OR 542 Stochastic Models

Problem Set #1 - Probability Review

1.  If we draw one card from a 52 card deck, what is the probability that it is red?  That it is a diamond? That it is an ace? That it is the ace of diamonds?

2.  A pair of dice is rolled once.  Compute the probability that the sum is equal to each of the integers 2 through 12.

3.  A fair coin is flipped 4 times.  What is the probability that the fourth flip is heads given that each of the first 3 flips resulted in heads?

4.  For a particular gambling game in which you bet \$1, the following are the payoffs you could get, together with their associated probabilities:

Payoff      Probabilities

- 1           125/216,

1             75/216,

2             15/216,

3              1/216.

Compute the expected payoff, and the variance of the payoff.

5.  Using the results of problem 2, compute the expected sum of a single roll of 2 fair dice.
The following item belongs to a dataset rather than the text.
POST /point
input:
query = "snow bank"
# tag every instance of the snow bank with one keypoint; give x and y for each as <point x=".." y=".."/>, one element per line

6.  Box 1 contains 4 defective and 16 nondefective light bulbs.  Box 2 contains 1 defective and 1 nondefective light bulb.  We roll a fair die 1 time.  If we get a 1 or a 2, then we select a bulb at random from box 1.  Otherwise we select a bulb from box 2.  What is the probability that the selected bulb will be defective?

7.  Suppose there is a medical test that diagnoses a particular disease with 95% accuracy on both those that do have the disease and on those that do not have it.  If  0.5% of the population actually has the disease, compute the probability that a particular individual has the disease, given that the test says he does.